Contro il degrado e contro la crisi
Siamo a Roma, nell’omonimo quartiere Parrocchietta, un pugno di case tra Via del Trullo e Viale Newton, nell’attuale XI Municipio (ex XV). «L’esperienza degli orti è cominciata nel 2003, quando l’associazione era stata fondata da poco, l’orticultura era considerata un’attività estremamente di nicchia e noi eravamo visti come un gruppo di stravaganti – ricorda il presidente Paolo Lugni –. All’epoca andavamo nelle scuole elementari, dove le attività di manutenzione delle strutture erano già allora piuttosto carenti, proponendo di recuperare gli spazi abbandonati per farne degli orti che i ragazzi avrebbero gestito insieme ai nonni». La creazione dell’orto andava, infatti, a coronare quello che era già l’impegno a riqualificare gli spazi lasciati al degrado proprio dell’associazione, che oggi conta una sessantina di volontari attivi a cui si aggiungono altrettanti associati che beneficiano delle varie attività ricreative.

«All’inizio gli orti rappresentavano soprattutto un modo per coltivare i rapporti intergenerazionali – riflette il presidente –. Ma poi con l’arrivo della crisi tutto è cambiato». E gli orti sono diventati meta non solo di anziani in pensione, ma anche di cassaintegrati e di persone uscite dal mercato del lavoro prima del tempo, che nel quartiere non trovavano altra chance se non il gioco delle carte al centro anziani. «I nostri non sono soltanto degli orti urbani dove gli “ortisti” lavorano ciascuno il proprio pezzo di terra – prosegue –. Perché i nostri “ortolani volontari”, oltre a prendersi cura del proprio appezzamento di terreno, si occupano anche della manutenzione degli spazi circostanti, accessibili all’intera popolazione residente. Che qui può seguire corsi di compostaggio, coltivare i fiori che poi verranno piantati nelle aiuole del quartiere o semplicemente partecipare a momenti di convivialità».

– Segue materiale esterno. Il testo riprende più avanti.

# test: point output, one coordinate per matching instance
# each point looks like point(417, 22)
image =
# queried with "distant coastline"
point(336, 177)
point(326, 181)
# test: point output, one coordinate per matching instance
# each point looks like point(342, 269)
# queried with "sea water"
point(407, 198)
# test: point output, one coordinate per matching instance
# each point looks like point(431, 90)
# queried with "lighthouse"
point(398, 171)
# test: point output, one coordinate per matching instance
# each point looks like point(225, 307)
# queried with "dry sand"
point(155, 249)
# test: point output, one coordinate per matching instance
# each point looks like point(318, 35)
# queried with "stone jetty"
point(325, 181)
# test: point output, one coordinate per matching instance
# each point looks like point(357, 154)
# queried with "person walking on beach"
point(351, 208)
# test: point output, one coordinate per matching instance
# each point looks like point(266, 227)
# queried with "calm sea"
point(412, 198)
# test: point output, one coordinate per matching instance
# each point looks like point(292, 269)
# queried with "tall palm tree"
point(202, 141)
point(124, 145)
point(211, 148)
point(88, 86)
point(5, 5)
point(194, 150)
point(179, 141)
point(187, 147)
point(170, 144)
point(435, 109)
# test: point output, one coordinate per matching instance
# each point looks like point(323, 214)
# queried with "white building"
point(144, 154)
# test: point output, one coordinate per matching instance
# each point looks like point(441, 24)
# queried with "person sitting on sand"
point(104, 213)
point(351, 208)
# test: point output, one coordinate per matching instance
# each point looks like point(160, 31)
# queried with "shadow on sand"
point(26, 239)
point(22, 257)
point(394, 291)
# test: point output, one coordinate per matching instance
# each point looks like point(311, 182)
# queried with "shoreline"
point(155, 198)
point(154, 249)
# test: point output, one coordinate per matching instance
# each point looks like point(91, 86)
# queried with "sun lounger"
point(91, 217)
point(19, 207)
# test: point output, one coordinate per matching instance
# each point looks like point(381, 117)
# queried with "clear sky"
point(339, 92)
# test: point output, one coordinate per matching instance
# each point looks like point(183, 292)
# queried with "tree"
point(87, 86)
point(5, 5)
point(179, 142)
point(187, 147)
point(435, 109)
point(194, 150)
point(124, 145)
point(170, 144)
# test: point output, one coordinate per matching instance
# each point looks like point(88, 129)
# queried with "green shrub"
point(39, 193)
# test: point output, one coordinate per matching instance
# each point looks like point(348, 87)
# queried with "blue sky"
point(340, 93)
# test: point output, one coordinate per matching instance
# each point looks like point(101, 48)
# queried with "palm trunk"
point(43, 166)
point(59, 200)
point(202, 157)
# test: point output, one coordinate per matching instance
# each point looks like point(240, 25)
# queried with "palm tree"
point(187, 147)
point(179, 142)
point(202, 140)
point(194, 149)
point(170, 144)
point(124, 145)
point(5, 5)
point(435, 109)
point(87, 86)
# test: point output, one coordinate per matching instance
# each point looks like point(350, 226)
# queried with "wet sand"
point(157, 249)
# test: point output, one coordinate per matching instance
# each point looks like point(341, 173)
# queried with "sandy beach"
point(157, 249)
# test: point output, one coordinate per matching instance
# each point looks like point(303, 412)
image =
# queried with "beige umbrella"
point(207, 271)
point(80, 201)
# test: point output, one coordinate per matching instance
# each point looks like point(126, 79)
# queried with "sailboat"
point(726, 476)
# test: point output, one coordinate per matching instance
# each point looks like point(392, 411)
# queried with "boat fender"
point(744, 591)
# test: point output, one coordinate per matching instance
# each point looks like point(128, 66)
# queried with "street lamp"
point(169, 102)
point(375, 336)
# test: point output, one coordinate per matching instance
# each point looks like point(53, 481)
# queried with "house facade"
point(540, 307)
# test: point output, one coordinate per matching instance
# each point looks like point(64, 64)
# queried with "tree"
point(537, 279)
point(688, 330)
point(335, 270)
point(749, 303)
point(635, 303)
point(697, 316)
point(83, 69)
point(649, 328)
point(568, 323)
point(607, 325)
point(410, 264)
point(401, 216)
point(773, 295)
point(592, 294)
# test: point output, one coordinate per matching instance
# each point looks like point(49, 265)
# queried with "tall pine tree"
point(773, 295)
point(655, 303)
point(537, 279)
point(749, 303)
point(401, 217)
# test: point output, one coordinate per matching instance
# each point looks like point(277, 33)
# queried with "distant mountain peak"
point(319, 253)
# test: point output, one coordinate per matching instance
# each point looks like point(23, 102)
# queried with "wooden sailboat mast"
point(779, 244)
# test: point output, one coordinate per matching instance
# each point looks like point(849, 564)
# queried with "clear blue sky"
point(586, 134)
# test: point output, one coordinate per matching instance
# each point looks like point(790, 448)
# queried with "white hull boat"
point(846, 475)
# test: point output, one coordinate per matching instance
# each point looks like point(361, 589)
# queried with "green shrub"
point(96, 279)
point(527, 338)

I raccolti della solidarietà
Gli orti sorgono su un terreno di pertinenza di un asilo nido, prima lasciato in disuso: circa 1.200 metri quadrati situati nella Valle dei Casali, cui dopo un po’ se ne sono aggiunti altri 800 di proprietà di un privato confinante, che ha concesso l’area in comodato d’uso gratuito all’associazione in cambio della buona manutenzione del terreno. Attualmente gli ortolani volontari sono 15, tra cui due donne, hanno un’età compresa tra i 60 e i 78 anni e nella loro vita lavorativa occupavano la posizione di impiegati, artigiani, operai non qualificati. Ma oltre agli appezzamenti personali, c’è anche un orto affidato a una cooperativa sociale che si occupa di persone con disabilità e un altro coltivato in comune e destinato a chi, nel quartiere, non riesce a sbarcare il lunario.

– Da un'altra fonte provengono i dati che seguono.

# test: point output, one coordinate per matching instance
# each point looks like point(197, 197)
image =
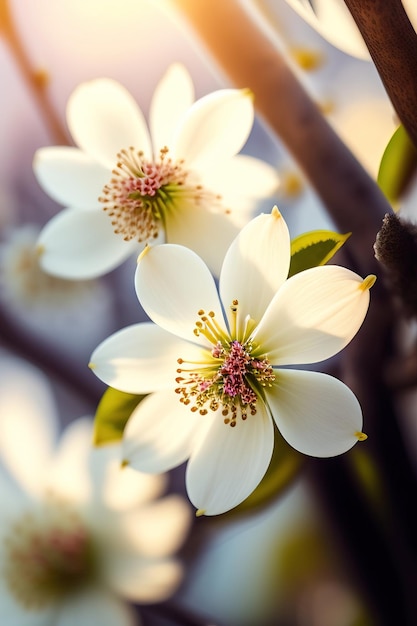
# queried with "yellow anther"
point(41, 78)
point(367, 282)
point(308, 60)
point(142, 254)
point(361, 436)
point(248, 93)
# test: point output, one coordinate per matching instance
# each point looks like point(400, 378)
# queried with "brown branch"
point(251, 59)
point(356, 204)
point(37, 81)
point(392, 43)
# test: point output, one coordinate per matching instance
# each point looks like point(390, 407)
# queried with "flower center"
point(231, 377)
point(48, 554)
point(141, 192)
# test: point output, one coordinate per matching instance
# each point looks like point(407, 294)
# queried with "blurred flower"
point(348, 90)
point(229, 369)
point(79, 535)
point(75, 314)
point(166, 181)
point(333, 20)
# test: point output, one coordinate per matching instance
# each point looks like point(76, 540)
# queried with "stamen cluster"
point(230, 378)
point(141, 192)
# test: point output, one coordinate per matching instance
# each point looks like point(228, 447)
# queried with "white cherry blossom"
point(216, 367)
point(125, 185)
point(80, 537)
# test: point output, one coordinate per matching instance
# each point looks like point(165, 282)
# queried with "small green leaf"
point(314, 248)
point(285, 466)
point(113, 411)
point(398, 164)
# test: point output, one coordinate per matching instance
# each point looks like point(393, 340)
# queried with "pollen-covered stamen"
point(142, 191)
point(48, 553)
point(230, 377)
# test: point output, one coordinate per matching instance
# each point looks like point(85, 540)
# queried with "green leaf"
point(285, 466)
point(314, 248)
point(397, 166)
point(113, 411)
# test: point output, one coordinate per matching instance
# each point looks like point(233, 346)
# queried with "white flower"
point(217, 381)
point(73, 314)
point(180, 180)
point(78, 535)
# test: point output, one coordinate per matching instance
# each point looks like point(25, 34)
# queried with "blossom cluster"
point(217, 362)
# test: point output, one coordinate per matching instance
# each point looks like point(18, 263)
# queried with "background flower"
point(78, 534)
point(232, 378)
point(183, 179)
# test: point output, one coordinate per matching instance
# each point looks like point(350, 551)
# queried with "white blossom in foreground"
point(79, 536)
point(218, 379)
point(125, 185)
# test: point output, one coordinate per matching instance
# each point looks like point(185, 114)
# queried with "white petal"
point(209, 234)
point(313, 316)
point(215, 128)
point(28, 423)
point(255, 266)
point(13, 613)
point(230, 462)
point(96, 607)
point(69, 475)
point(70, 176)
point(173, 284)
point(104, 118)
point(80, 244)
point(141, 358)
point(316, 413)
point(159, 529)
point(143, 581)
point(333, 21)
point(160, 433)
point(172, 97)
point(243, 175)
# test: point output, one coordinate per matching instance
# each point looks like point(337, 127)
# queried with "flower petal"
point(160, 433)
point(242, 174)
point(12, 613)
point(141, 358)
point(81, 244)
point(104, 118)
point(255, 266)
point(316, 413)
point(208, 233)
point(172, 97)
point(215, 128)
point(28, 425)
point(143, 580)
point(95, 607)
point(181, 286)
point(313, 316)
point(333, 21)
point(70, 176)
point(230, 462)
point(122, 488)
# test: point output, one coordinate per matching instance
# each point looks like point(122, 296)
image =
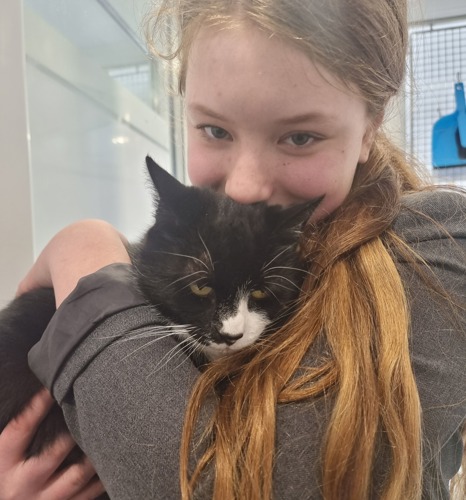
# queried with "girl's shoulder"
point(432, 214)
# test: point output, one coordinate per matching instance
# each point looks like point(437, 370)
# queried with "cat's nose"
point(230, 339)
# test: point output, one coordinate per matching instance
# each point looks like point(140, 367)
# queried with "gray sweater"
point(124, 393)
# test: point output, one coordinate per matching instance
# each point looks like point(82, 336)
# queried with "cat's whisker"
point(183, 255)
point(284, 278)
point(148, 331)
point(153, 341)
point(281, 285)
point(267, 264)
point(201, 271)
point(268, 289)
point(207, 250)
point(178, 349)
point(304, 271)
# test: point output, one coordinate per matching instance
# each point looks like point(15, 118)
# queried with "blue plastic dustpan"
point(449, 135)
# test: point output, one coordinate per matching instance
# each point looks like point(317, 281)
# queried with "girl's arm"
point(76, 251)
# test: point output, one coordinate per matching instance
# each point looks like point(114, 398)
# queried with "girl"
point(363, 394)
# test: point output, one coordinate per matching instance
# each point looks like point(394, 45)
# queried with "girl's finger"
point(76, 481)
point(46, 464)
point(94, 489)
point(16, 436)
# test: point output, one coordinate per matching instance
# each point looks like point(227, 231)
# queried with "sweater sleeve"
point(434, 226)
point(122, 382)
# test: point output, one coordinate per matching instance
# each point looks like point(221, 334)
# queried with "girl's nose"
point(249, 180)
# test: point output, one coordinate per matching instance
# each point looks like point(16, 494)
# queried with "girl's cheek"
point(202, 170)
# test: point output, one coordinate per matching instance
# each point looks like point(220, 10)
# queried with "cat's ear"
point(296, 216)
point(168, 190)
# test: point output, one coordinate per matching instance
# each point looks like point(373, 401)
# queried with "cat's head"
point(229, 271)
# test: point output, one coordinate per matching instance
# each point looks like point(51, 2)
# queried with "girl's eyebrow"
point(200, 108)
point(315, 116)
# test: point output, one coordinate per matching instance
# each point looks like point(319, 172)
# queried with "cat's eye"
point(259, 294)
point(201, 291)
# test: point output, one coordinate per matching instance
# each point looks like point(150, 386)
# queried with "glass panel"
point(96, 107)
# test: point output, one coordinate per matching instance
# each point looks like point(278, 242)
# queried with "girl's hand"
point(37, 478)
point(76, 251)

Le attività che ruotano attorno agli orti creano socialità
«Il “raccolto della solidarietà” viene portato nella sede dell’associazione dove poi viene consegnato alle persone in difficoltà economica – spiega Lugni –. Di solito è il presidente del centro anziani a segnalarle. Noi prepariamo delle buste, che si arricchiscono sempre dei prodotti provenienti dagli orti dei volontari». E si tratta di prodotti non solo a chilometro zero, ma anche rigorosamente biologici che gli “ortolani” hanno imparato a coltivare anche grazie al supporto di tecnici che hanno messo a disposizione le loro competenze. Un lavoro e una cura quotidiana che ha determinato un notevole beneficio personale, in termini di salute fisica e psichica. Con risultati tangibili e sotto gli occhi di tutti: «Abbiamo visto tornare il sorriso sul volto di gente indurita dalla vita – conclude il presidente –. Alcuni sono dimagriti e altri hanno diminuito l’uso dei farmaci, ma soprattutto tutti sono diventati amici e hanno trovato spazi di aggregazione, rompendo l’isolamento in cui si cade con la fine del lavoro».

Coltivando, insieme a patate, broccoli e zucchine, una nuova vita di relazione e di cura del territorio.